The past year has seen the birth of several commercial enterprises whose
goal is to capitalize on the abundance of ``spare'' compute cycles in
personal computers by providing an efficient and convenient platform for
very large scale distributed computations. Application domains which potentially
benefit from such huge amounts of compute include DNA sequencing and protein
folding in the biotech sector, graphics in the entertainment industry,
and exhaustive regression and other statistical and modeling applications
in the financial and oil industries. Such large scale distributed computations
running in an untrusted environment raise a number of security concerns.
These include the potential for either intentional or unintentional corruption
of data at individual nodes, or for the collusion of a group of malicious
nodes. While several (though not all) of the commercial platforms under
development include measures to ensure the privacy of data and protect
proprietary software, these efforts typically amount to security through
obscurity. Guaranteed reliability of results performed on these platforms
can be achieved trivially through redundancy, but in many situations this
is both inefficient and expensive -- firms providing the platform generate
revenue from finishing large numbers of jobs, and firms utilizing the
service are often charged based on some measure of total cycles required.
Often neither benefits from redundancy. On the other hand, without some
measure of redundancy, there can be no guarantee of the validity of returned
results. We approach the problem from two angles. First, we have developed
and are currently analyzing a number of frameworks which attempt to balance
the need for reliability with the need for efficient use of resources.
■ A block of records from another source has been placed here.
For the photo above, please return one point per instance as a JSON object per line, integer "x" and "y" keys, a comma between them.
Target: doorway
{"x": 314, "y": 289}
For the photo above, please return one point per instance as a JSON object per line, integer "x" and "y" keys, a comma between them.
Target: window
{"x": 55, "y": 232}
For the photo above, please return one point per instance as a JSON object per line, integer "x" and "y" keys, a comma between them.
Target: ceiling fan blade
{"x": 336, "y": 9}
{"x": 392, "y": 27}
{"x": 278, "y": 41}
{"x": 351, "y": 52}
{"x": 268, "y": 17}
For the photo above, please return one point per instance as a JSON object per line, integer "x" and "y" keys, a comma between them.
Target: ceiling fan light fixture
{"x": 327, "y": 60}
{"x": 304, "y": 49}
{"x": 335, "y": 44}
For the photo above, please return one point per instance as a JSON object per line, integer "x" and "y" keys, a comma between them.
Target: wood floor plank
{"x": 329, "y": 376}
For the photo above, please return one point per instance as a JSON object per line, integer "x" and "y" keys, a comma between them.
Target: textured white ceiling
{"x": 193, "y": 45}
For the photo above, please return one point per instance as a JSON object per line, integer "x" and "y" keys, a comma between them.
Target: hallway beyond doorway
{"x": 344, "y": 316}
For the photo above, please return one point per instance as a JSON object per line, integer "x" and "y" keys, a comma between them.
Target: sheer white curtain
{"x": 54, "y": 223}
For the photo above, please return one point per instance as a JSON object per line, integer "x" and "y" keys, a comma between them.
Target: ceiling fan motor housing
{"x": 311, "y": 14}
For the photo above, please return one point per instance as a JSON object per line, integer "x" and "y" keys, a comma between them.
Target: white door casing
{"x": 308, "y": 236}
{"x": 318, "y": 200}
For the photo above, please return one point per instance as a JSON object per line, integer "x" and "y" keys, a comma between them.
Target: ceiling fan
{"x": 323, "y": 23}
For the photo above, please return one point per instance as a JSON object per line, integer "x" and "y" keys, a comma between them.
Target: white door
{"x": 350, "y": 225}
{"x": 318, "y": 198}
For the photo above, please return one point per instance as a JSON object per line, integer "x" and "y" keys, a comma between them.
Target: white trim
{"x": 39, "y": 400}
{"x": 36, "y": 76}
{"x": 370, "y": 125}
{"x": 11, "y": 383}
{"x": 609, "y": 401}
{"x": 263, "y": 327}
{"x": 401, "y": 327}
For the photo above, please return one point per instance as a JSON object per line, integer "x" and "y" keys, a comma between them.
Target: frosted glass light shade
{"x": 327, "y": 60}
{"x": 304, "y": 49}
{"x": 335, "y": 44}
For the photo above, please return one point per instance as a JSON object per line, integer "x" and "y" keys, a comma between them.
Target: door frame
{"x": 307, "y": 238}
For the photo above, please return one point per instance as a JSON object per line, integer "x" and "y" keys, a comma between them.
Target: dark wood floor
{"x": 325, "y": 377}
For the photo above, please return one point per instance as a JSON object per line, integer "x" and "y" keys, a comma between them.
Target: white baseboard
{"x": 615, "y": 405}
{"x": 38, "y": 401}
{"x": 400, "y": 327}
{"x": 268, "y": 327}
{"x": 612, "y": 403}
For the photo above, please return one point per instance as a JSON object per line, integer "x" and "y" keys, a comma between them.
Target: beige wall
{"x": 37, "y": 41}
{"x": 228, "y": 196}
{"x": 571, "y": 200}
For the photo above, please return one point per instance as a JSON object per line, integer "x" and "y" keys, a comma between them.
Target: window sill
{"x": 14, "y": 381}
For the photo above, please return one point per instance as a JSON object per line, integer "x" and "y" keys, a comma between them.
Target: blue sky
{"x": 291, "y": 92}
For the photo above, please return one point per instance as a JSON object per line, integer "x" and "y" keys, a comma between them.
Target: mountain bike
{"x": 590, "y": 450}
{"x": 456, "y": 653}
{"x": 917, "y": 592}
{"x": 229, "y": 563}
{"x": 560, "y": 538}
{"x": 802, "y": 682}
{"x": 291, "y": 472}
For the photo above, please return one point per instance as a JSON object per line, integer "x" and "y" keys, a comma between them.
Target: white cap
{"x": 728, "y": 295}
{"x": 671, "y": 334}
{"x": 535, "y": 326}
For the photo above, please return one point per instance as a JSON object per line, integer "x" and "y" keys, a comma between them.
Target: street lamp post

Second, we are examining issues of resilience in distributed computations.
For the framework development, our techniques include both simulation
and probabilistic analysis, and include a wide variety of models of potential
attack strategies and defenses. Once we have refined our frameworks, we
will test them by running several compute jobs on the Frontier distributed
computing platform developed by Parabon
Computation, Inc. in Fairfax, Virginia. (I designed and implemented
the Parabon Exhaustive Regression Engine, which runs on Pioneer, and so
am familiar with their API as well as the overall Frontier architecture.)
Each job will involve tens of thousands of nodes, with specific proportions
of the nodes running ``rogue'' code. Our approach to the question of resilience
has been to develop a rough taxonomy of classes of computations, since
often times the the degree of damage that may be caused by rogue nodes
depends on the nature of the computation. For example, an optimization
problem that involves a simple parameter search in a large space is more
resilient if the function being analyzed obeys some notion of continuity,
since potential extrema can be easily verified (so a rogue node claiming
to have a solution is foiled), and since non-optimal parameters should
be very near the true extremal parameters (so a rogue node that omits
a number of good results is foiled).